Happenings /// Apollo Wild at The High Watt


What better day to release an album entitled No Love Lost than on Valentine’s Day? Okay, so maybe you’re not as tickled by such a scenario as I am. Nevertheless, that’s the type of savvy Apollo Wild enlisted when booking the release show for their apropos album. It was a mellifluous rendezvous guaranteed to exchange the paltry Valentine’s woes for those in attendance (your narrator included) for unabashed rock bravissimo.

Amidst an early crowd of lanyard-laden Budweiser employees in town for a presumed convention, local surrealist bard Kneel Jung chipped away at the rambunctious crowd. Following Jung’s deft deterioration of the Budweiser bunch, former fronter-turned-solo act Kelsey Kopecky played support with her Angel Olsen-adjacent brand of cool rock. But in the end, the evening went to (and was always going to go to) Apollo Wild.

Its interesting to see relatively young bands like Apollo Wild play in the ever-expanding (water is wet) live scene with an already fervent following. At any given moment during virtually every song in Apollo Wild’s set, there was some one hooting, hollering, or opining their love for the band. If I were another band simply in attendance, I’d be beside myself with envy at the type of admiration Apollo Wild managed to elicit with even the slightest of effort.
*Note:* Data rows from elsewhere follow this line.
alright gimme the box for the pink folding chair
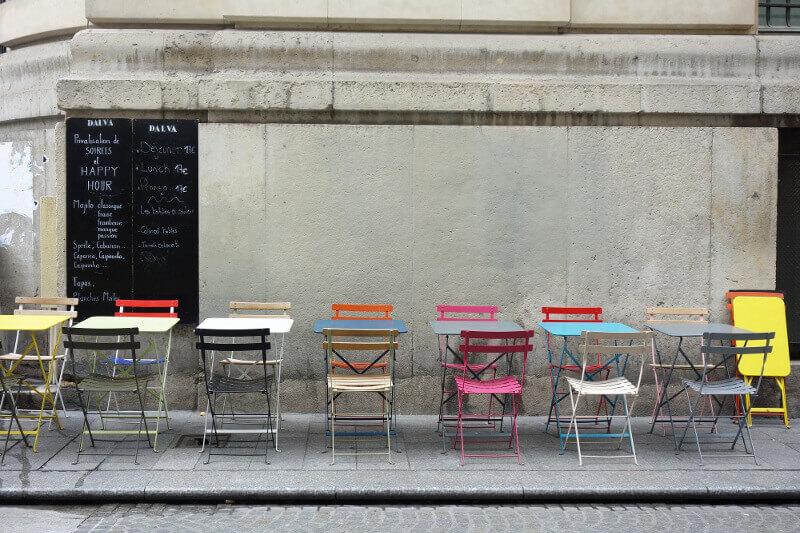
[454,329,534,466]
[436,305,499,435]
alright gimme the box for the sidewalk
[1,412,798,504]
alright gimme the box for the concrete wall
[197,123,777,414]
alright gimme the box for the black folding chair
[63,327,152,464]
[0,341,31,464]
[196,327,273,464]
[678,331,774,465]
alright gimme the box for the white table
[196,317,293,450]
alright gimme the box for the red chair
[436,305,500,436]
[541,307,610,432]
[115,299,178,318]
[455,330,534,465]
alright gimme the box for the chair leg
[458,390,466,466]
[387,387,393,465]
[622,394,638,465]
[681,388,705,465]
[561,388,577,456]
[264,389,272,465]
[206,392,220,465]
[778,378,791,429]
[329,389,336,466]
[572,391,584,466]
[512,394,523,466]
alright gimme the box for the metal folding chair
[64,326,153,464]
[678,331,775,465]
[541,307,609,434]
[323,328,398,465]
[646,307,712,434]
[205,302,290,451]
[0,297,78,424]
[436,305,500,435]
[196,327,274,464]
[455,330,534,466]
[105,299,177,430]
[562,331,652,465]
[0,341,31,464]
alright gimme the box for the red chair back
[725,290,784,325]
[436,305,498,322]
[115,299,179,318]
[459,330,534,386]
[541,306,602,323]
[331,304,392,320]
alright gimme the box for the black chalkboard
[132,119,199,322]
[66,118,133,318]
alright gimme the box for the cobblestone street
[5,503,800,532]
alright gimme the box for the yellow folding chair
[731,296,791,428]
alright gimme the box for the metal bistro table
[537,321,639,451]
[647,322,752,451]
[74,315,179,452]
[196,316,293,451]
[314,319,407,452]
[430,319,525,453]
[0,314,71,451]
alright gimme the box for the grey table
[430,320,525,451]
[647,322,751,450]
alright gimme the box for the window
[760,0,800,31]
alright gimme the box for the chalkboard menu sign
[66,118,199,322]
[66,118,133,318]
[132,119,199,322]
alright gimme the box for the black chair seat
[78,373,150,393]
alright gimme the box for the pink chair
[454,329,534,466]
[436,305,499,435]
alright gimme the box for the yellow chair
[731,296,791,428]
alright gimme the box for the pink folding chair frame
[436,306,500,435]
[455,329,534,466]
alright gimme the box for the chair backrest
[115,299,178,318]
[725,290,784,325]
[323,328,398,376]
[14,296,78,318]
[701,331,775,394]
[541,306,602,323]
[13,297,78,355]
[436,305,498,322]
[63,326,141,377]
[459,330,535,386]
[331,304,392,320]
[229,301,291,319]
[646,307,708,324]
[730,297,789,378]
[578,331,653,389]
[195,327,272,386]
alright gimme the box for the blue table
[314,318,407,452]
[537,321,638,450]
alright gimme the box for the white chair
[562,331,652,465]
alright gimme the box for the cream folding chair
[562,331,652,465]
[324,328,397,465]
[201,302,289,452]
[0,297,78,423]
[646,307,710,434]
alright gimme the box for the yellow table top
[0,314,71,332]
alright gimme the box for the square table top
[536,321,638,337]
[197,317,293,334]
[647,322,752,338]
[0,314,71,332]
[75,316,180,333]
[429,320,525,336]
[313,319,407,334]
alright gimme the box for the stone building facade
[1,0,798,414]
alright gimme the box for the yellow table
[0,314,71,451]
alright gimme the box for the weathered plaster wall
[197,123,777,414]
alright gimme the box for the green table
[74,316,179,452]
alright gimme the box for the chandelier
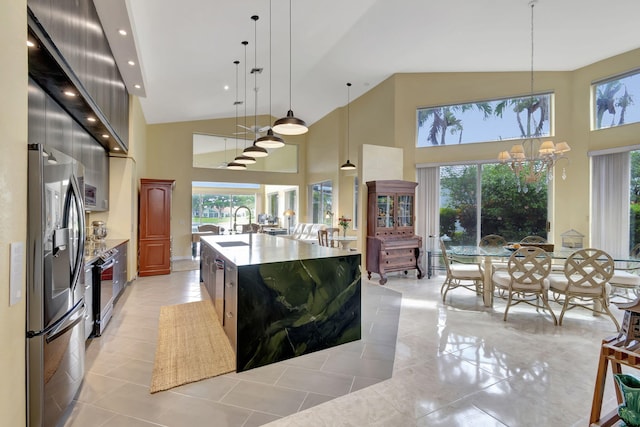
[497,0,570,193]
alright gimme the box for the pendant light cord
[347,82,351,157]
[288,0,292,109]
[243,41,248,141]
[530,1,535,98]
[234,60,240,156]
[254,15,259,132]
[269,0,273,118]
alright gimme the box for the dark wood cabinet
[366,180,424,285]
[138,179,174,276]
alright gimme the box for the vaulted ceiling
[96,0,640,128]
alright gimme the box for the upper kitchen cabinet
[27,0,129,152]
[73,121,109,211]
[28,78,110,211]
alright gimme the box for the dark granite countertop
[84,238,129,265]
[201,233,355,267]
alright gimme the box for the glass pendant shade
[273,110,308,135]
[243,143,269,158]
[255,129,285,148]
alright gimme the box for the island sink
[215,241,249,247]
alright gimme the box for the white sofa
[287,223,326,244]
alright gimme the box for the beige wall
[0,1,27,425]
[146,115,306,258]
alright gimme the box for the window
[310,181,332,224]
[417,93,552,147]
[192,182,258,233]
[192,133,298,172]
[440,163,548,244]
[267,193,278,219]
[593,70,640,130]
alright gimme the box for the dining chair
[492,246,557,324]
[439,239,484,303]
[609,243,640,301]
[317,229,330,247]
[479,234,508,248]
[198,224,222,234]
[480,234,509,271]
[547,248,620,330]
[327,227,340,247]
[520,235,547,244]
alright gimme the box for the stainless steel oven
[92,248,118,336]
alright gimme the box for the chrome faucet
[233,205,252,234]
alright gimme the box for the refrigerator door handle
[27,299,85,340]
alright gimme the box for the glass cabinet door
[376,195,394,228]
[396,194,414,228]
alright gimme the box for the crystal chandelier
[497,0,570,192]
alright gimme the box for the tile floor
[62,265,627,427]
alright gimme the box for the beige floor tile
[60,265,624,427]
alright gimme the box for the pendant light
[227,60,247,170]
[234,41,257,165]
[272,0,308,135]
[256,0,285,149]
[244,15,269,158]
[340,82,356,171]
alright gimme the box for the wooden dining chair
[492,246,557,324]
[439,239,484,303]
[198,224,222,234]
[326,227,340,247]
[547,248,619,331]
[520,235,547,244]
[318,229,330,247]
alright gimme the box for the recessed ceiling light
[127,60,135,66]
[224,85,229,91]
[113,147,121,151]
[102,134,109,138]
[26,40,35,47]
[64,90,76,97]
[134,84,141,89]
[118,29,127,36]
[87,117,96,122]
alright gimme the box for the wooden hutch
[138,178,174,276]
[366,180,424,285]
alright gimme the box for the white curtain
[591,152,629,258]
[416,167,440,255]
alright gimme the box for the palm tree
[418,103,492,145]
[596,81,622,129]
[617,87,634,126]
[494,94,548,138]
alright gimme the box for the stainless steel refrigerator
[27,143,86,427]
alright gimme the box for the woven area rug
[150,300,235,393]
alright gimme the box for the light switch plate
[10,242,24,306]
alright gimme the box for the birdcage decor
[561,229,584,249]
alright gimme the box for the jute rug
[150,300,235,393]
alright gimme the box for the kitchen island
[200,233,361,372]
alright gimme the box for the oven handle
[99,258,115,271]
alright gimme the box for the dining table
[448,245,639,308]
[330,236,358,250]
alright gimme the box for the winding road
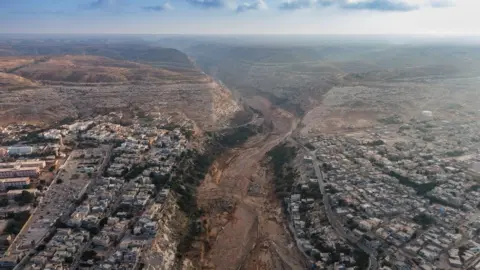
[303,144,379,270]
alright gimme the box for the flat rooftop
[0,177,30,183]
[7,146,111,256]
[0,167,39,172]
[0,160,45,169]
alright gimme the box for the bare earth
[196,96,306,270]
[0,55,239,129]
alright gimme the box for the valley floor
[196,96,307,270]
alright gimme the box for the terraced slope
[0,48,239,129]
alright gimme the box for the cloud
[278,0,451,11]
[236,0,267,13]
[342,0,418,11]
[279,0,317,10]
[185,0,225,9]
[86,0,118,9]
[143,3,173,12]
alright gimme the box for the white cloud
[278,0,456,11]
[236,0,267,13]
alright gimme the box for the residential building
[7,146,33,156]
[0,177,30,191]
[0,168,39,178]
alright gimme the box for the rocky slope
[0,45,239,129]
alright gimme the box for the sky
[0,0,478,35]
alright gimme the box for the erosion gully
[196,96,307,270]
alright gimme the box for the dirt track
[196,96,307,270]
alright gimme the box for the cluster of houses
[82,123,132,143]
[26,229,90,270]
[68,177,125,228]
[0,159,45,179]
[0,123,40,145]
[294,117,480,269]
[4,147,108,267]
[0,108,198,269]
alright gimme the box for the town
[3,109,480,270]
[281,110,480,270]
[0,112,194,270]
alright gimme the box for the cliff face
[142,192,189,270]
[207,81,241,128]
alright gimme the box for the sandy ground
[196,96,307,270]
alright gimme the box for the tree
[413,213,435,229]
[183,130,194,140]
[152,173,170,191]
[99,217,108,228]
[81,250,97,261]
[56,179,63,184]
[305,143,315,151]
[3,211,31,235]
[0,198,8,207]
[14,191,35,206]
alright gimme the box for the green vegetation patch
[267,143,298,198]
[413,213,435,229]
[388,170,437,195]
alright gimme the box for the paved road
[310,150,379,270]
[13,146,113,270]
[290,138,379,270]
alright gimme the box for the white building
[0,177,31,190]
[7,146,33,155]
[0,167,39,178]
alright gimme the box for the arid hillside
[11,55,188,83]
[184,42,480,118]
[0,72,37,89]
[0,46,239,129]
[0,57,40,71]
[0,41,196,72]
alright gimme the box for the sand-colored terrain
[0,57,39,71]
[194,97,307,270]
[0,55,239,129]
[11,55,186,83]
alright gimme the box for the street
[289,137,380,270]
[310,150,379,270]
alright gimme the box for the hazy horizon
[3,33,480,45]
[1,0,479,35]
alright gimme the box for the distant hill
[0,42,196,72]
[184,42,480,116]
[0,72,37,88]
[11,55,186,83]
[0,41,239,128]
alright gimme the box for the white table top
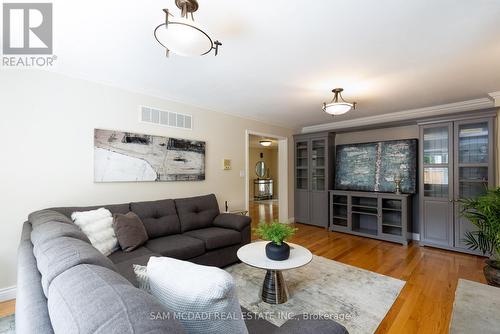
[237,241,313,270]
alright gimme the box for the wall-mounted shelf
[329,190,412,245]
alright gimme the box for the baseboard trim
[288,217,295,223]
[0,286,16,302]
[408,233,420,241]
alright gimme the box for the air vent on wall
[140,106,192,130]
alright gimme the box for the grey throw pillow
[113,212,148,252]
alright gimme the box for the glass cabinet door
[296,141,309,190]
[311,139,326,191]
[457,122,490,199]
[423,126,451,198]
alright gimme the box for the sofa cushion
[50,203,130,219]
[48,264,185,334]
[31,220,90,246]
[274,314,349,334]
[33,236,117,297]
[131,199,181,238]
[145,235,205,260]
[16,222,54,334]
[113,212,149,252]
[71,208,119,256]
[114,254,156,287]
[108,246,155,264]
[184,227,242,250]
[29,209,73,227]
[175,194,220,232]
[145,257,248,334]
[213,213,252,232]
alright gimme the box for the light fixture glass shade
[259,140,272,147]
[154,18,214,57]
[323,102,354,115]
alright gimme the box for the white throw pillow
[138,257,248,334]
[71,208,119,256]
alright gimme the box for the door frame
[245,130,289,223]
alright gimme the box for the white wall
[0,70,294,291]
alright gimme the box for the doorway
[245,130,288,225]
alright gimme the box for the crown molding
[488,91,500,107]
[300,97,494,133]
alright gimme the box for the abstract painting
[335,139,417,193]
[94,129,205,182]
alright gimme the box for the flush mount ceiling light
[259,140,272,147]
[154,0,221,57]
[322,88,357,116]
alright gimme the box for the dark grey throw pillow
[113,212,149,252]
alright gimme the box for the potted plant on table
[254,220,297,261]
[460,187,500,287]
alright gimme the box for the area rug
[226,255,405,334]
[449,279,500,334]
[0,315,15,334]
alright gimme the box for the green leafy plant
[254,221,297,245]
[460,187,500,262]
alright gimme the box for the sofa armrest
[274,315,349,334]
[213,213,251,232]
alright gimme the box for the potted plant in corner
[254,221,297,261]
[460,187,500,287]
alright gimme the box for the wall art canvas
[94,129,205,182]
[335,139,417,193]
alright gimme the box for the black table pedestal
[261,270,288,304]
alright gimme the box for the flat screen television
[335,139,417,194]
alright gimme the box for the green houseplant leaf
[460,187,500,262]
[254,220,297,246]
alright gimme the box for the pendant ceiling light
[259,140,272,147]
[322,88,357,116]
[154,0,221,57]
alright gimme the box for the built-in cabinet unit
[330,190,411,245]
[418,112,496,254]
[294,132,335,227]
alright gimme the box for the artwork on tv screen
[335,139,417,193]
[94,129,205,182]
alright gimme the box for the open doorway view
[248,135,279,224]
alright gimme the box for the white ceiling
[48,0,500,129]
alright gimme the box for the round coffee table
[237,241,312,304]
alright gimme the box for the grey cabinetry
[418,113,495,254]
[330,190,411,245]
[420,123,454,247]
[294,132,334,227]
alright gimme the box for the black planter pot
[484,260,500,287]
[265,241,290,261]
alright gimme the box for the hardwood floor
[249,201,487,334]
[0,201,486,334]
[0,299,14,318]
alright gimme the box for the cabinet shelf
[352,204,378,210]
[382,222,402,228]
[352,210,378,216]
[382,207,402,212]
[330,190,410,245]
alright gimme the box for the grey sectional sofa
[16,194,347,334]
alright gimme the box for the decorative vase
[484,260,500,287]
[265,241,290,261]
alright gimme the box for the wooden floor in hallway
[249,200,487,334]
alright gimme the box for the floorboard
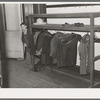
[3,59,91,88]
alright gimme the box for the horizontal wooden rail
[94,55,100,62]
[31,24,100,32]
[46,4,100,8]
[29,12,100,18]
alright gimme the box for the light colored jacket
[79,34,90,75]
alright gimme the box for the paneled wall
[5,4,20,30]
[4,4,24,58]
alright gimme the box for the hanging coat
[57,33,82,67]
[79,34,90,75]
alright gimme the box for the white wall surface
[4,4,24,58]
[5,4,20,30]
[47,4,100,70]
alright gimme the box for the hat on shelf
[33,18,47,25]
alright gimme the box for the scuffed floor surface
[5,59,90,88]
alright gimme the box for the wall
[47,5,100,71]
[4,4,24,58]
[5,4,20,30]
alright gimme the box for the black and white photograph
[1,2,100,88]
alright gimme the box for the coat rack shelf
[31,24,100,32]
[28,12,100,88]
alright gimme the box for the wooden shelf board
[30,12,100,18]
[31,24,100,32]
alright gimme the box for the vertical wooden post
[28,16,35,68]
[89,14,95,87]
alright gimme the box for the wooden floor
[2,59,91,88]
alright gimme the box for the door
[4,4,24,58]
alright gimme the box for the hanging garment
[28,31,41,66]
[33,31,41,45]
[50,32,71,58]
[41,32,53,65]
[33,30,46,65]
[33,30,53,65]
[79,34,90,75]
[36,30,48,51]
[57,33,82,67]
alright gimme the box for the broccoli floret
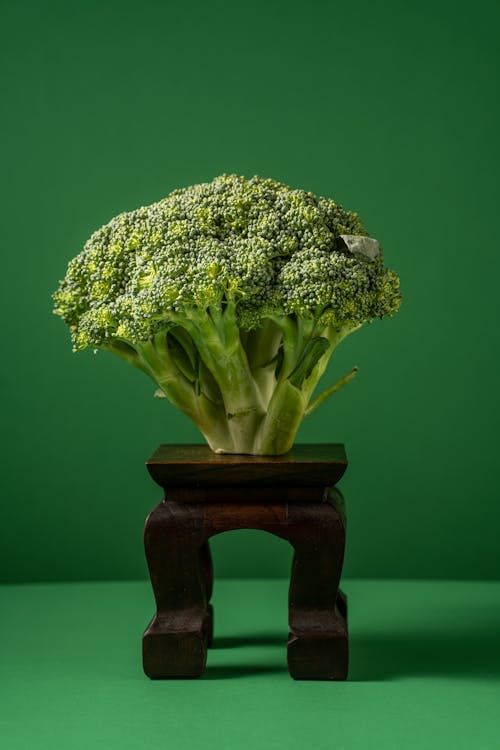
[53,174,401,455]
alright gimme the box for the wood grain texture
[142,446,348,681]
[146,443,347,488]
[165,485,327,504]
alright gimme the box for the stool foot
[287,630,348,680]
[143,614,207,678]
[287,591,348,680]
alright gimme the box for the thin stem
[304,366,358,417]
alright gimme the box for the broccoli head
[53,174,401,454]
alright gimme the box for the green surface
[1,0,500,582]
[1,578,499,749]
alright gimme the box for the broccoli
[53,174,401,455]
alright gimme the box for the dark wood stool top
[146,443,348,488]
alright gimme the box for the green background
[1,0,499,583]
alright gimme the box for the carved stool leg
[286,494,348,680]
[143,501,209,678]
[199,541,214,647]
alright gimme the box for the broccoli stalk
[105,308,359,454]
[53,174,401,455]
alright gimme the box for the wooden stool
[142,444,348,680]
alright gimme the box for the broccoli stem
[240,319,283,407]
[253,380,307,455]
[252,320,360,454]
[304,366,358,417]
[103,316,362,455]
[180,304,267,453]
[106,332,234,451]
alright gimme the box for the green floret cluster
[53,174,401,455]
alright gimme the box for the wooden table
[142,444,349,680]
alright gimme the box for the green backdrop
[1,0,499,583]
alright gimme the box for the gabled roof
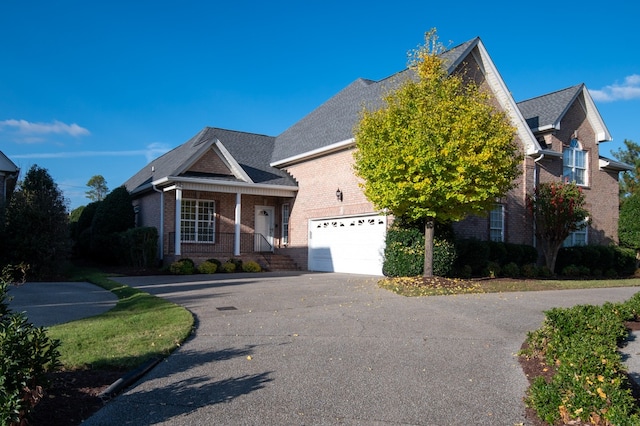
[0,150,19,174]
[517,84,612,143]
[272,37,541,166]
[125,127,297,195]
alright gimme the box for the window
[282,203,290,245]
[181,199,215,242]
[563,219,588,247]
[563,138,587,185]
[489,205,504,242]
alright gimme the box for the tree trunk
[423,217,435,277]
[541,239,561,274]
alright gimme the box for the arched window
[563,138,587,185]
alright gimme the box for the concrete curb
[99,357,162,400]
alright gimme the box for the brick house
[0,150,19,210]
[125,37,630,274]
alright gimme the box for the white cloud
[10,143,171,162]
[590,74,640,102]
[0,119,90,138]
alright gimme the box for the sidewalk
[7,281,117,327]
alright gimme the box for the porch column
[234,192,241,256]
[174,184,182,256]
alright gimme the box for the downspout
[152,185,164,261]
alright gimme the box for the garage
[308,214,387,275]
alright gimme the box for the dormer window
[563,138,587,186]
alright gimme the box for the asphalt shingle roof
[271,38,480,164]
[516,84,584,132]
[124,127,296,194]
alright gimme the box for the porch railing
[167,232,273,256]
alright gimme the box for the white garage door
[308,214,387,275]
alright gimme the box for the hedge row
[382,224,539,278]
[383,223,638,278]
[556,245,637,278]
[523,293,640,424]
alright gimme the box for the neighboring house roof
[0,150,19,174]
[272,37,541,166]
[125,127,297,196]
[517,84,612,143]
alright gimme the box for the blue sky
[2,1,639,210]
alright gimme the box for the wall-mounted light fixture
[336,188,343,202]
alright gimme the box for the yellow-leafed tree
[354,30,521,277]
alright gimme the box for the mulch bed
[28,369,125,426]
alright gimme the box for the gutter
[270,138,355,168]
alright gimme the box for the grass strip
[47,268,194,370]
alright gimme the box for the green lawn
[47,269,194,370]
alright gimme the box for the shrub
[228,258,243,270]
[521,263,538,278]
[454,239,489,275]
[523,300,640,424]
[502,262,519,278]
[242,261,262,272]
[484,261,501,278]
[561,264,581,277]
[90,187,135,263]
[432,238,456,277]
[1,266,61,424]
[220,261,236,273]
[206,259,222,269]
[537,265,552,278]
[197,261,217,274]
[170,258,196,275]
[120,227,158,268]
[382,226,424,277]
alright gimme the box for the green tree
[353,30,521,277]
[619,191,640,267]
[527,181,589,273]
[90,186,134,262]
[4,165,69,279]
[612,139,640,198]
[85,175,108,202]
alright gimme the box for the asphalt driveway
[83,273,640,425]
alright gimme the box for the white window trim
[489,204,505,242]
[563,218,589,247]
[563,139,588,186]
[281,203,290,246]
[181,199,216,243]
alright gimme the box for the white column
[158,190,164,260]
[175,185,182,256]
[234,192,241,256]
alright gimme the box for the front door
[254,206,275,251]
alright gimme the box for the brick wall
[188,149,233,176]
[536,96,619,244]
[282,148,378,269]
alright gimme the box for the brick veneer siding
[536,96,620,244]
[188,149,234,176]
[281,147,380,269]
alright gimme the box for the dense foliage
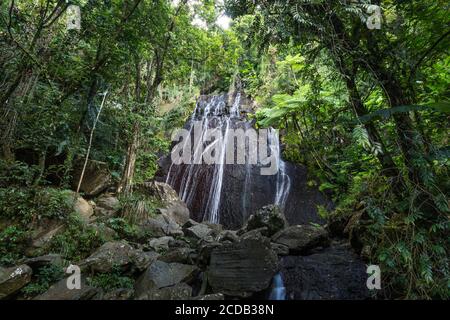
[225,0,449,299]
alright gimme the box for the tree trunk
[331,52,401,180]
[117,123,140,194]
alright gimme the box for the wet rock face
[207,237,278,297]
[160,93,332,230]
[279,243,371,300]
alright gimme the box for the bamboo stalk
[76,90,108,193]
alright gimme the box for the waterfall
[269,128,291,209]
[165,92,293,227]
[269,273,286,300]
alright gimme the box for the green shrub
[0,187,75,226]
[0,226,28,266]
[49,214,104,262]
[118,192,162,224]
[0,160,40,187]
[21,264,65,298]
[330,173,450,299]
[87,267,134,291]
[105,217,153,243]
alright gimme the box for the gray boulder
[139,283,192,300]
[158,248,197,264]
[82,241,156,273]
[25,220,65,256]
[24,254,63,269]
[184,223,213,240]
[279,243,370,299]
[94,193,119,218]
[271,224,329,255]
[218,230,239,242]
[73,195,94,222]
[271,243,290,256]
[244,204,287,237]
[89,223,118,242]
[207,237,278,297]
[94,288,134,300]
[137,181,190,225]
[148,236,174,252]
[72,160,111,196]
[139,215,183,238]
[134,261,198,298]
[0,265,32,299]
[34,277,97,300]
[192,293,225,300]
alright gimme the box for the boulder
[134,261,198,298]
[82,241,155,273]
[137,181,190,225]
[82,241,133,273]
[34,277,98,300]
[279,243,370,299]
[271,225,329,255]
[240,227,268,240]
[197,242,222,268]
[95,288,134,300]
[158,248,197,265]
[72,160,111,196]
[207,237,278,297]
[139,215,183,238]
[94,193,119,218]
[25,220,65,256]
[89,223,118,242]
[182,219,199,229]
[139,283,192,300]
[24,254,63,269]
[148,236,174,252]
[184,223,213,240]
[74,196,94,222]
[244,204,287,236]
[0,265,32,299]
[168,238,191,249]
[192,293,225,300]
[218,230,239,243]
[270,243,290,256]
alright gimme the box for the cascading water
[164,92,319,229]
[269,273,286,300]
[162,92,333,300]
[270,128,291,209]
[166,93,243,224]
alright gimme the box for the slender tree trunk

Then again, I suppose that’s the allure of Nashville – the relative community of support that happens when everyone and their grandma is in some sort of band.

But I digress, let’s get down to the brass tacks – if Apollo Wild’s release show served as a barometer for their future, then their future is beaming with rock n roll brilliance. Sure, they’re relatively new and No Love Lost is their initial release, but you wouldn’t have known any better from their live presence. As referenced in their Nashville Five before the show, Apollo Wild has a rare opportunity to assume the mantle of Nashville’s next-wave of alt-rock bands, and they inserted themselves in such a position on Valentine’s Day.

Performing in a setting that felt like Punch Drunk Love meets Lost In Translation thanks in large part to Silver Cord Studio’s continual excellence in the live lighting realm, Apollo Wild ran the evening with rock aggro-heartsick musings. While I’ve taken strides to stress Apollo Wild’s alt-rock placement, there are aspects that bring about memories of lighter fare, such as Ryan Adams – namely front man Reece Presson.

Where most songs Presson took the lead, opining about whether or not anonymous muses’ boyfriends think of him or imagined Tinder dates with Buddhists – both very Adams-esque lyrical bemusement. Even still, there’s another aspect of dynamism to Apollo Wild’s live set that continues to pique the viewers’ interest, the dexterous guitar work of lead guitar man Phil Campbell. In certain blink-and-you’ll-miss-it moments, Campbell’s guitar riffs would slip in and out of the forefront of a tune with the slightest of ease. But that’s not to forget Apolo Wild’s other members – Alex Rodriguez, Ethan Barton, and Chris Malone – all of whom held it down with prowess and power.

All in all, seeing Apollo Wild live makes for an interesting dynamic (at least in my own opinion), as there’s plenty of room for growth for the band, but there’s also an apparent factor of “it-ness.” Granted, I’ve only just coined that term – “it-ness” – but I can only hope the meaning is apparent. The combination of Apollo Wild’s brash live sound and exuberant energy all but supports the claim that they can and will be more than capable of assuming Nashville’s alt-rock mantle for years to come.